Easter sailing

The weather forecast fits perfectly. On Easter Sunday, the wind should decrease by about five knots. In addition, Soraida has two days off, so we arrange a leisurely day trip. On Saturday Jens and I get Sissi ready to go sailing. It's a lot less work than we expected. We've been pretty tidy in the last few weeks, we've always dutifully put the tools and other stuff back where we took them from. So we still benefit from the order that we actually established for the crossing to Guadeloupe.

We get up early on Sunday. Jens takes care of the tarpaulin that provides shade for our cockpit. I just want to check the engine for a moment. Oil level, cooling water, V-belts - the usual check before we leave the port. The experienced reader of this blog knows that an accident will now happen which will prevent us from leaving the port.

Recently we had this little water damage. A fine jet of water sprayed merrily against the engine from the pressurized water pipes. How long it has been like that, I can't say. During the last engine check a month ago, when we removed the mast in Varadero, I didn't notice the problem. But it probably already existed before, I wasn't thorough enough. In any case, the rust is blooming on some of the pulleys.

Rust. You can't use it anywhere.

Shit. It has to be said that way, because the rust has left its marks on the V-belt. We have to put some work into this first. We need a new V-belt and the belt pulleys have to be derusted, otherwise it will be destroyed again immediately.

Damage. Not completely. There are more broken spots.
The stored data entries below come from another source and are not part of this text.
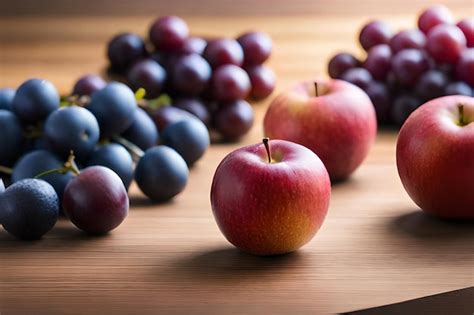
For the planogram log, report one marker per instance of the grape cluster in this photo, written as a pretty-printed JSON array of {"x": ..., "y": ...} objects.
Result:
[
  {"x": 404, "y": 70},
  {"x": 211, "y": 79},
  {"x": 80, "y": 154}
]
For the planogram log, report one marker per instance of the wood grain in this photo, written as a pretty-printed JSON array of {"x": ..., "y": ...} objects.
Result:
[{"x": 374, "y": 248}]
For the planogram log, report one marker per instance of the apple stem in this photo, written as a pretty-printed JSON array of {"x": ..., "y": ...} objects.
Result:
[
  {"x": 267, "y": 147},
  {"x": 462, "y": 120},
  {"x": 6, "y": 170}
]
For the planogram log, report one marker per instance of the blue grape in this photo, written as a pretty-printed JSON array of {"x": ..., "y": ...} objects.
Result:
[
  {"x": 143, "y": 131},
  {"x": 115, "y": 157},
  {"x": 189, "y": 138},
  {"x": 30, "y": 208},
  {"x": 34, "y": 100},
  {"x": 71, "y": 129},
  {"x": 161, "y": 173},
  {"x": 37, "y": 162},
  {"x": 88, "y": 84},
  {"x": 114, "y": 107},
  {"x": 11, "y": 137},
  {"x": 6, "y": 98}
]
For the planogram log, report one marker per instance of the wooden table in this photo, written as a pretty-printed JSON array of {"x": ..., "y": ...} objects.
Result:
[{"x": 374, "y": 248}]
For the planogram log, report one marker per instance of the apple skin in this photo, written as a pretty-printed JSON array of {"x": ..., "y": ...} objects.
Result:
[
  {"x": 339, "y": 125},
  {"x": 435, "y": 157},
  {"x": 270, "y": 208}
]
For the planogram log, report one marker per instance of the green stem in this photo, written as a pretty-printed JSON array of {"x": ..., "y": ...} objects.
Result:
[{"x": 267, "y": 147}]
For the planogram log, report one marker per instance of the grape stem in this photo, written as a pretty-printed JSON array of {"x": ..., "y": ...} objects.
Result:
[
  {"x": 267, "y": 147},
  {"x": 6, "y": 170},
  {"x": 131, "y": 147},
  {"x": 69, "y": 166}
]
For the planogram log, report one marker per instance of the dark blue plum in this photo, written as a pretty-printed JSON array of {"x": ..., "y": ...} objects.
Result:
[
  {"x": 114, "y": 107},
  {"x": 195, "y": 107},
  {"x": 34, "y": 100},
  {"x": 143, "y": 132},
  {"x": 88, "y": 84},
  {"x": 69, "y": 129},
  {"x": 30, "y": 208},
  {"x": 115, "y": 157},
  {"x": 161, "y": 173},
  {"x": 189, "y": 138},
  {"x": 124, "y": 49},
  {"x": 147, "y": 74},
  {"x": 11, "y": 137},
  {"x": 37, "y": 162},
  {"x": 6, "y": 98}
]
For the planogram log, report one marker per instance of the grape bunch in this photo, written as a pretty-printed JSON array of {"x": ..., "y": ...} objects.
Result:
[
  {"x": 404, "y": 70},
  {"x": 79, "y": 155},
  {"x": 209, "y": 78}
]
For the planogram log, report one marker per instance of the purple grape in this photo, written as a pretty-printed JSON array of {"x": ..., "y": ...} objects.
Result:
[
  {"x": 195, "y": 107},
  {"x": 358, "y": 76},
  {"x": 445, "y": 43},
  {"x": 233, "y": 120},
  {"x": 224, "y": 51},
  {"x": 408, "y": 39},
  {"x": 169, "y": 33},
  {"x": 193, "y": 45},
  {"x": 257, "y": 47},
  {"x": 190, "y": 75},
  {"x": 124, "y": 50},
  {"x": 96, "y": 200},
  {"x": 435, "y": 15},
  {"x": 465, "y": 67},
  {"x": 230, "y": 83},
  {"x": 431, "y": 84},
  {"x": 374, "y": 33},
  {"x": 263, "y": 81},
  {"x": 380, "y": 96},
  {"x": 459, "y": 88},
  {"x": 378, "y": 61},
  {"x": 408, "y": 65},
  {"x": 88, "y": 84},
  {"x": 402, "y": 107},
  {"x": 147, "y": 74},
  {"x": 340, "y": 63},
  {"x": 467, "y": 27}
]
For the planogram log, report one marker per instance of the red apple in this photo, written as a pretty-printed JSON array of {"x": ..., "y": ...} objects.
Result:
[
  {"x": 333, "y": 118},
  {"x": 270, "y": 199},
  {"x": 435, "y": 156}
]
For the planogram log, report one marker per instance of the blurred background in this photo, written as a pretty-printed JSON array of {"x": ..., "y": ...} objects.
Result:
[{"x": 61, "y": 40}]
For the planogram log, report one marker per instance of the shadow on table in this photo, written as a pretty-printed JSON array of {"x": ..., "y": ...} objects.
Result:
[
  {"x": 231, "y": 265},
  {"x": 145, "y": 202},
  {"x": 420, "y": 225}
]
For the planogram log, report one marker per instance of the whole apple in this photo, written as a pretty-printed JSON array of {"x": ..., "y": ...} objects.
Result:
[
  {"x": 334, "y": 119},
  {"x": 435, "y": 157},
  {"x": 270, "y": 198}
]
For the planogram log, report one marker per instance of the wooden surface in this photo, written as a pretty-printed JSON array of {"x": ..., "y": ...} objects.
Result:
[{"x": 374, "y": 248}]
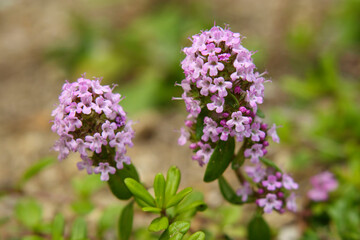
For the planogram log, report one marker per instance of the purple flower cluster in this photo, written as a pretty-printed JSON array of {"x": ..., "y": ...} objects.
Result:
[
  {"x": 323, "y": 183},
  {"x": 89, "y": 120},
  {"x": 222, "y": 91},
  {"x": 273, "y": 188}
]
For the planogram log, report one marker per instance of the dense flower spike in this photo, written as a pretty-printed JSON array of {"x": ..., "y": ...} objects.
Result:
[
  {"x": 89, "y": 120},
  {"x": 222, "y": 93}
]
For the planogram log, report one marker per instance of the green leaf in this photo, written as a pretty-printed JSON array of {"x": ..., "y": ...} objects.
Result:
[
  {"x": 107, "y": 220},
  {"x": 126, "y": 221},
  {"x": 197, "y": 236},
  {"x": 159, "y": 224},
  {"x": 152, "y": 209},
  {"x": 139, "y": 191},
  {"x": 200, "y": 124},
  {"x": 34, "y": 169},
  {"x": 178, "y": 197},
  {"x": 270, "y": 163},
  {"x": 79, "y": 230},
  {"x": 82, "y": 206},
  {"x": 178, "y": 227},
  {"x": 172, "y": 182},
  {"x": 196, "y": 205},
  {"x": 219, "y": 160},
  {"x": 260, "y": 114},
  {"x": 29, "y": 213},
  {"x": 258, "y": 229},
  {"x": 116, "y": 181},
  {"x": 227, "y": 192},
  {"x": 57, "y": 228},
  {"x": 159, "y": 189}
]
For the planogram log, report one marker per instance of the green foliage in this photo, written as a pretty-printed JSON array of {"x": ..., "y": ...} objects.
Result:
[
  {"x": 227, "y": 192},
  {"x": 79, "y": 229},
  {"x": 140, "y": 192},
  {"x": 258, "y": 229},
  {"x": 126, "y": 222},
  {"x": 34, "y": 169},
  {"x": 159, "y": 224},
  {"x": 29, "y": 213},
  {"x": 116, "y": 181},
  {"x": 219, "y": 160},
  {"x": 57, "y": 228}
]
Fortunately, we have replacements on board, because the auto parts dealers are closed over the Easter holidays. I quickly write a message to Soraida that we will start an hour later. The manual is needed.

Engine repair manual

I haven't had to change the V-belt yet, so I don't have the necessary knowledge. The process itself is very, very simple and quick. Loosen a screw, carefully relieve the tensioner and then remove the old V-belt. By the way, we have the version with power steering. What normally drives the power steering moves our impeller.

Then I derust the pulleys with a toothbrush and rust remover until they are nice and smooth again and cannot destroy the next V-belt. Then the new belt takes the place of the old one, it is now put under tension with the tensioner and then Jens starts the engine. It will be exciting. Was the repair successful? Can we go out now? The engine starts immediately in the first attempt to start.

The short film gives the answer very clearly, we can't go. The V-belt is just too loose. It can be moved a hand's breadth when the engine is not running. This is too much.

Let's come to the dirty secret of Harald B. from Aurich, from whom I acquired Sissi. When he sold the boat, he also showed me the many spare parts that he still has on board. From air, oil and diesel filters to bilge pumps to the conscious V-belt. The secret is that many of the “new” spare parts are not new at all, but have already left their lives behind. Why he did that? Of course, I can't just blame Harald, I didn't look inside the manufacturer's packaging. My omission.

With regard to the used spare parts, there is no longer any risk, because we have all used them up to the present day. The “new” electric bilge pump immediately acknowledged service with a smoke signal after it was installed. Thanks to Charly von der Chapo, I was able to quickly get another pump last year, which is now doing its job reliably. The “new” air filter for the engine was already used, but looked better than the one that did its job from Holland to Aruba. Barbara will bring us another one from Germany, because so far I have been looking in vain in Aruba. The “new” V-belt goes straight to the bin. I am confident that I will be able to buy two copies in Aruba, Soraida knows all the auto parts dealers. Otherwise we have to wait for Barbara. The “new” anchor lantern caused a popping short circuit when it was first tried and was thrown in the garbage. The “new” impeller was porous and the blades were easy to break off.

Happy Easter!

I spend the day in the cockpit with Soraida. We enjoy the snacks she brought. In the course of time, my anger at myself disappears. Even if Easter is almost over in Germany - Happy Easter from the Caribbean!